North Korean Dissident: Kim Jong Un is Inexperienced


April 11,2013

WASHINGTON — As tensions escalate on the Korean Peninsula with Pyongyang warning foreigners to leave and closing an industrial complex on the border with South Korea, many around the world are wondering what prompted the communist country to provoke its neighbors and the rest of the world.

Analysts have offered various views on why North Korea's young leader Kim Jong Un is focused on strengthening the military instead of trying to improve the well-being of his impoverished people.

Tensions Rising on Korean Peninsula

  • February 12: North Korea carries out third nuclear test
  • March 11: U.S. and South Korea begin joint military drills
  • March 19: U.S. flies B-2 bombers in military drill with South Korea
  • March 27: North Korea cuts military hotline with South Korea
  • March 28: U.S. B-2 bombers fly over Korean peninsula
  • March 30: North Korea says it has entered a "state of war" with South Korea
  • April 2: North Korea says it will restart Yongbyon nuclear reactor
  • April 3: North Korea blocks South Korean workers from the Kaesong industrial complex
  • April 4: North Korea moves a missile to its east coast
  • April 5: North Korea urges embassies to consider evacuating
  • April 8 North Korea suspends operations at Kaesong
A former North Korean spy who now lives in South Korea has provided a rare insight into the inner workings of the secretive state and its young leader.

"Kim Jong Un is too young and too inexperienced.

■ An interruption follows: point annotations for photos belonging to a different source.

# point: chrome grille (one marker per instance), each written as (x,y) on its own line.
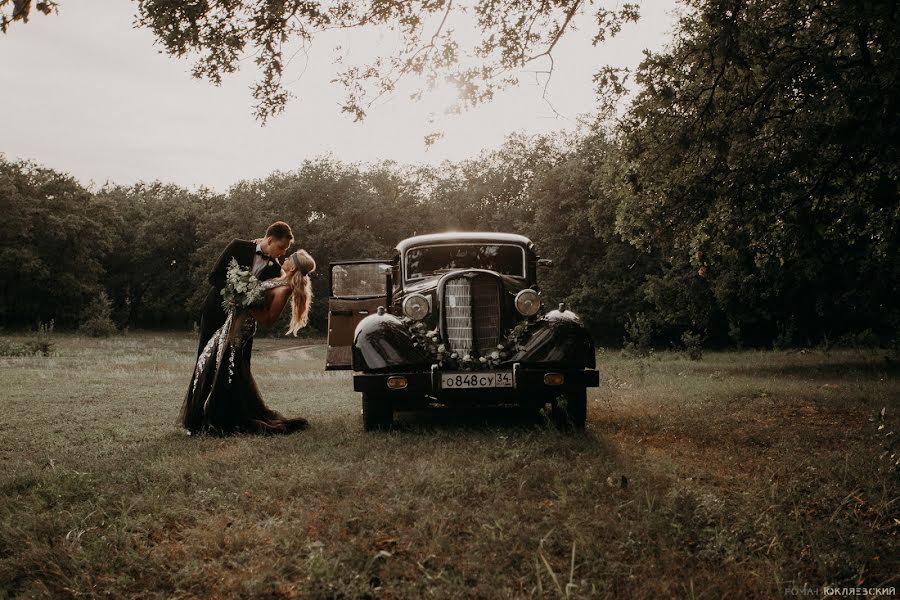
(472,313)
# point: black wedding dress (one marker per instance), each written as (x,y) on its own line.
(222,397)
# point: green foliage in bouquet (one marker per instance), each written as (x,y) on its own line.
(242,290)
(439,353)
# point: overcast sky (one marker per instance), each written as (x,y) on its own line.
(85,93)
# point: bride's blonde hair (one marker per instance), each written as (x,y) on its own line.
(302,265)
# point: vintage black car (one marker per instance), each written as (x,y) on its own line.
(457,318)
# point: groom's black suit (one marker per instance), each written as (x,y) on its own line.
(213,315)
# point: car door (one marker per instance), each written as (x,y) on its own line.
(356,289)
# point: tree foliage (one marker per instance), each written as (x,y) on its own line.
(762,152)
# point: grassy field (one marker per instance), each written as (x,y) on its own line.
(742,475)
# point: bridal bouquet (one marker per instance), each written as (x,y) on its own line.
(242,290)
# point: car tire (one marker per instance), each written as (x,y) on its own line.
(378,413)
(570,410)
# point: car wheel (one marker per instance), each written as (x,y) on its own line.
(530,410)
(570,410)
(378,413)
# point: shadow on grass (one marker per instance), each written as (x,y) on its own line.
(448,418)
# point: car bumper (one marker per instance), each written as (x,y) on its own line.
(530,379)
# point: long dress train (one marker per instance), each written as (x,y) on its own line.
(222,396)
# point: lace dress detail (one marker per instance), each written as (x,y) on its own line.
(223,396)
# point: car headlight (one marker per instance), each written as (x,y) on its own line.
(416,307)
(528,302)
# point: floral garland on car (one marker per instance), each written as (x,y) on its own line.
(438,352)
(242,290)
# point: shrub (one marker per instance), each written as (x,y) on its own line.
(638,334)
(97,321)
(26,348)
(693,344)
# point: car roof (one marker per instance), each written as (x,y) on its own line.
(466,237)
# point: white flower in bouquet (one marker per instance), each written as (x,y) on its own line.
(242,290)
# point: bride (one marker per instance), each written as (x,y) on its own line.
(222,396)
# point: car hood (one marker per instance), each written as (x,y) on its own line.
(428,284)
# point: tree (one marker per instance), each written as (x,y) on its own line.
(52,245)
(21,10)
(762,151)
(511,34)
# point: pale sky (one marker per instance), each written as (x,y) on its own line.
(85,93)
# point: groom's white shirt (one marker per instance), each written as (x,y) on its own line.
(259,262)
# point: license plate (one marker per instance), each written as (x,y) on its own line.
(462,381)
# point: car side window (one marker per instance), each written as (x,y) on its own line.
(359,280)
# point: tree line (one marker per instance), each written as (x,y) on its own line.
(747,196)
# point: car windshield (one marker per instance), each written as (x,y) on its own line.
(426,261)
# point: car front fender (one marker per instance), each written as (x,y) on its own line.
(382,342)
(561,342)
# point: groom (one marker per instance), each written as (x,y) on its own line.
(261,256)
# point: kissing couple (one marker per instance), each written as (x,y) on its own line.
(223,397)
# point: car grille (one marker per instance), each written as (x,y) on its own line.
(472,313)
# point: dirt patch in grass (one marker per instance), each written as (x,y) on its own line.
(740,476)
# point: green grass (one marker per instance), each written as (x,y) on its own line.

He's struggling to gain complete control over the military and to win their loyalty,'' said Kim Hyun Hee speaking to Australia's ABC television at an undisclosed location.

She helped plant a bomb on a South Korean airliner in 1987 that killed 115 people on board. South Korean authorities captured her and sentenced her to death. But she was pardoned after it was determined that she had been brainwashed by the North.

Kim says there are reasons behind Kim Jong Un's threats.

"North Korea is using its nuclear program to keep its people in line and to push South Korea and the United States for concessions,'' she said.

Others agree. Suzanne DiMaggio, an expert at the Asia Society, says the regime is mainly looking for ways to keep power.

"If you look at the situation in North Korea itself... Economically, in terms of humanitarian aspects, it is in dire straits. So it is very well likely that the regime is using April 15th, Founder's Day, and this huffing and puffing of its military might as a way to rally the people and stoke nationalism within the country to support this new leader," said DiMaggio.

Military analysts say that despite the threats, the North Korean 1.2 million-strong military is showing no signs of preparing for war. But they say Pyongyang is likely to engage in some provocative action, such as firing a missile or testing a nuclear weapon, to mark the birthday of North Korea's founder and the current leader's grandfather, Kim Il Sung.